Introduction:
Glioblastoma multiforme (GBM) is the most malignant incarnation of glial tumour, with almost universal mortality. The treatment of GBM has improved only incrementally in the past several decades, with a current median survival of ~16 months. The difficulty of treating GBM stems from its diffuse, invasive growth pattern and placement within the brain, where large surgical margins are not possible. GBM also contains a subpopulation of cells, termed glioma stem cells (GSCs) that are highly resistant to chemoradiotherapy; so invasive cells beyond the tumour margins persist and cause recurrence and ultimately patient mortality. The lack of a definitive marker for the proposed GSC has hindered the ability to therapeutically target it.
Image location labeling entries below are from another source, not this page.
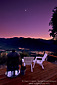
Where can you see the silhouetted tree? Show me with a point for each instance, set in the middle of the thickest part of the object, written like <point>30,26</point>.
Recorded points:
<point>53,23</point>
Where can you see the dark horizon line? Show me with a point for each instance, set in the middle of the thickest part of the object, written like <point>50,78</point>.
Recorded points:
<point>26,37</point>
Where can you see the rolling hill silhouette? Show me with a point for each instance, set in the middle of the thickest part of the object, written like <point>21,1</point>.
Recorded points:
<point>30,43</point>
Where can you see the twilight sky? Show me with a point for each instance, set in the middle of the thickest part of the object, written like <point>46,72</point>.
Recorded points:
<point>25,18</point>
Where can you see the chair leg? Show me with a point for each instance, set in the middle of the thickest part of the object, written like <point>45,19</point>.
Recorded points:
<point>31,68</point>
<point>42,66</point>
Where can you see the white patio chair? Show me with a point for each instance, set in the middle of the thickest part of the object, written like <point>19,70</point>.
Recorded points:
<point>40,62</point>
<point>28,61</point>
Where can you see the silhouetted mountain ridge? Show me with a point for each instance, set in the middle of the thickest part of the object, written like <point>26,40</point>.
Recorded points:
<point>30,43</point>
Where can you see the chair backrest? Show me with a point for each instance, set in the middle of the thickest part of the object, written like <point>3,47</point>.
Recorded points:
<point>28,60</point>
<point>44,57</point>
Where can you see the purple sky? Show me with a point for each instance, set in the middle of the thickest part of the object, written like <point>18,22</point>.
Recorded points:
<point>25,18</point>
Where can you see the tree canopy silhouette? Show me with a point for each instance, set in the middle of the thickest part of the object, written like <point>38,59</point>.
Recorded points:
<point>53,23</point>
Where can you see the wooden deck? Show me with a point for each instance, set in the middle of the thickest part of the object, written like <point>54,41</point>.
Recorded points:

However, the GSC has similar properties to non-malignant, normal stem cells – high resistance to chemo/radiotherapy and a low mitotic index.
Methods:
We have exploited the reduced mitotic rate of these resistant cells to isolate them. Using a 7-day pulse-chase assay with the fluorescent dye Oregon Green we can identify and isolate by fluorescence imaging and FACS the subpopulation of cells with the lowest mitotic index and investigate them against a rapidly-dividing, non-label-retaining subpopulation.
Results:
It was found that cells that retain the highest concentration of Oregon Green are more resistant to chemotherapy (temozolomide), radiotherapy, and combination chemoradiotherapy. The quiescent cells are also larger, more complex, and more migratory than their proliferative counterparts and express greater levels of proteins associated with invasion.
Conclusion:
We have shown that quiescent cells are innately resistant to the current gold standard GBM treatments and display more malignant features in vitro than rapidly dividing cells. We have developed a platform for quick, easy, and reliable isolation of this quiescent fraction of cells to facilitate its interrogation. This method has the potential to identify future treatment targets, and could, in principle, be extended to other malignancies.